Julian Barnes, Il rumore del tempo, Einaudi 2016, pp. 194, euro 18,50
“Fra le numerose delusioni che riservava la vita c’era anche quella di non essere mai un romanzo, né di Maupassant né di chiunque altro. Beh, magari un racconto grottesco à la Gogol’.”
È fin dall’inizio consapevole del suo destino, il protagonista, Dmitrij Dmitrievič Šostakovič, perché sa bene di che pasta è fatto: “Sono un uomo assai poco risoluto e non so se riuscirò mai a raggiungere la felicità”.
A che cosa va incontro un uomo di questo genere – uno dei grandi musicisti russi del Novencento, insieme a Prokof’ev e Stravinskij – in un paese nel quale la sua arte si trova costretta a resistere al “rumore del tempo”, un tempo nel quale si era stabilito che “tutti i compositori erano alle dipendenze dello stato”, “i lavoratori dovevano essere addestrati a diventare compositori, e tutta la musica doveva essere al tempo stesso comprensibile e gradita alle masse”?
Non gli resterà che aggrapparsi all’idea che “la buona musica sarebbe stata sempre buona, che la grande musica non era violabile”. Ma, intanto, accettare. Accettare le periodiche convocazioni a palazzo, e telefonate autorevoli come quella di Stalin in persona, e ogni volta piegarsi al volere protervo quanto volubile del Potere: “la purezza proletaria era per i sovietici non meno essenziale di quella ariana per i nazisti. Per giunta, lui manifestava la sventatezza, la stupidità di ricordare come ciò che il Partito aveva decretato ieri fosse spesso in netto contrasto con quanto sosteneva oggi. Il suo desiderio era che lo lasciassero in pace con la musica, la famiglia, gli amici: la cosa più semplice da volere, e la più difficile da ottenere. (…) Volevano che accettasse di essere riforgiato, come un manovale ai lavori forzati sul canale del Mar Bianco. Pretendevano uno Šostakovič ottimista.”
Pagina dopo pagina seguiamo la storia della degradazione di quest’uomo, che passa attraverso l’epoca di Stalin e quella di Chruščëv, dalle stroncature minacciose alle adulazioni ipocrite, costretto a comporre anche cattiva musica e a rinnegare colleghi ammirati come Stravinskij, e finisce per concepire un irreparabile “disprezzo di sé”, arrivando “al punto di aborrire la sua persona, quasi quotidianamente” e di pensare che “sarebbe dovuto morire anni e anni prima”. E continua a vivere, invece, e a comporre, anche dopo che ha ceduto su quello che aveva fino allora difeso, la scelta di non iscriversi al Partito: “contemplò l’ipotesi del suicidio, naturalmente, quando ebbe di fronte le carte da firmare; ma poiché già stava commettendo un suicidio morale, che utilità avrebbe avuto da quello fisico?
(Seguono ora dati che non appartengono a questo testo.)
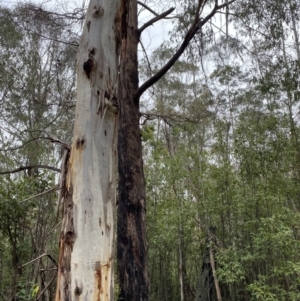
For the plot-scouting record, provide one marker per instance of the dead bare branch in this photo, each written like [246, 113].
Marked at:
[41, 256]
[29, 167]
[155, 19]
[42, 193]
[197, 24]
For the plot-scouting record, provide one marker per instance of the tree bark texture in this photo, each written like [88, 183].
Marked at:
[89, 188]
[131, 242]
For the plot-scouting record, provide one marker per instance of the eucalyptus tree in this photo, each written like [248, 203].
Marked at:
[108, 87]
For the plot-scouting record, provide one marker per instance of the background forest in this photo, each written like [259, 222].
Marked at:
[221, 141]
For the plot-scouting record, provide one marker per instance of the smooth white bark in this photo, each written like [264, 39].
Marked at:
[92, 165]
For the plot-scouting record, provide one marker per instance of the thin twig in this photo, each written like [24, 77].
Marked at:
[29, 167]
[151, 10]
[49, 283]
[197, 24]
[41, 256]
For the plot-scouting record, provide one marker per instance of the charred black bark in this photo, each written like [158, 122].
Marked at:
[131, 230]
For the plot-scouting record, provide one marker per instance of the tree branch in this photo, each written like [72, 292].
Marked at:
[29, 167]
[43, 255]
[197, 24]
[155, 19]
[151, 10]
[53, 140]
[42, 193]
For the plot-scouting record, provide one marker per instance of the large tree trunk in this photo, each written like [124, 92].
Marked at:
[132, 243]
[87, 235]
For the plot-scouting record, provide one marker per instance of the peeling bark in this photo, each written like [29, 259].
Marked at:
[87, 237]
[132, 243]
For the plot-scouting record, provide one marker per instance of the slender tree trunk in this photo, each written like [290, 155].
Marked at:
[132, 243]
[89, 188]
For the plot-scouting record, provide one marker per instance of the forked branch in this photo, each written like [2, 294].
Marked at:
[197, 24]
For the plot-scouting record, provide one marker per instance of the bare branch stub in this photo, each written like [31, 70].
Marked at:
[197, 24]
[155, 19]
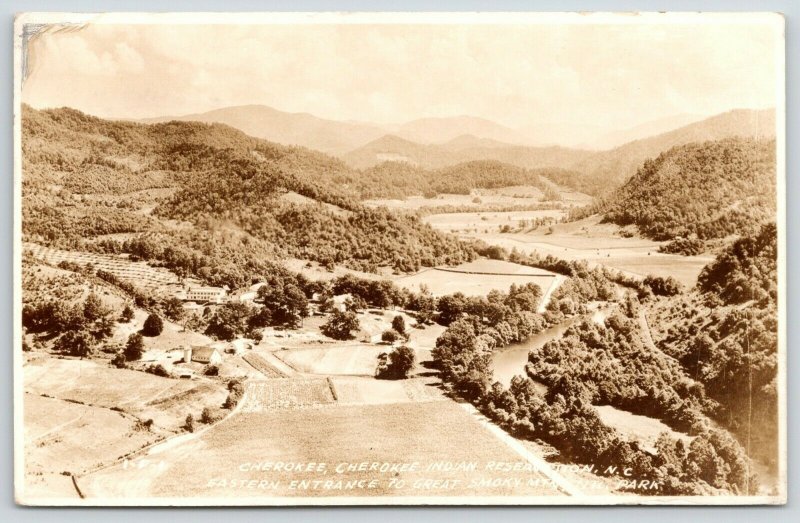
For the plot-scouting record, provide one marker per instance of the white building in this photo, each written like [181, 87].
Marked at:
[206, 294]
[208, 355]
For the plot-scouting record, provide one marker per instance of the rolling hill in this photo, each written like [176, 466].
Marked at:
[303, 129]
[205, 199]
[460, 149]
[602, 171]
[615, 166]
[439, 130]
[708, 190]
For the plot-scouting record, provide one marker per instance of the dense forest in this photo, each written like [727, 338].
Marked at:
[592, 364]
[86, 178]
[702, 190]
[726, 337]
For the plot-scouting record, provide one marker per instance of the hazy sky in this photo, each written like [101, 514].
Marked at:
[612, 76]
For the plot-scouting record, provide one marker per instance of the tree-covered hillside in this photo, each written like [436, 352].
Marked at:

Non era neppure che gli mancasse il coraggio di comprare e nascondere e ingerire delle pillole. Piuttosto che, a quel punto, gli era venuta meno anche l’autostima necessaria per togliersi la vita.”
Romanzi nei quali l’autore ha voluto che il meccanismo di identificazione con il protagonista si inceppasse e il gusto della lettura cercare nuove vie, ne abbiamo letti. Ma qui si tratta d’altro: quando lo leggiamo, sentiamo di esserci già convinti che “essere un vigliacco non è facile” e che “molto più facile è essere un eroe”: “a un eroe basta mostrarsi coraggioso per un istante; quando estrae la pistola, quando lancia la bomba, attiva il detonatore, fa fuori il tiranno e poi se stesso. Essere un vigliacco significa invece imbarcarsi in un’impresa che dura tutta la vita. Mai un po’ di riposo. (…) Essere un vigliacco richiede costanza, fermezza, impegno a non cambiare, il che si risolve in una certa forma di coraggio.” Questo si dice il vecchio Dmitrij Dmitrievič, e sorride fra sé: “il piacere dell’ironia non l’aveva ancora del tutto abbandonato”. Ma anche di questo dovrà ricredersi, e rendersi conto che anche “l’ironia (ha) i suoi limiti”: si può guastare e divenire “sarcasmo. E a che serve, a quel punto? Il sarcasmo è l’ironia dopo che ha perduto l’anima.”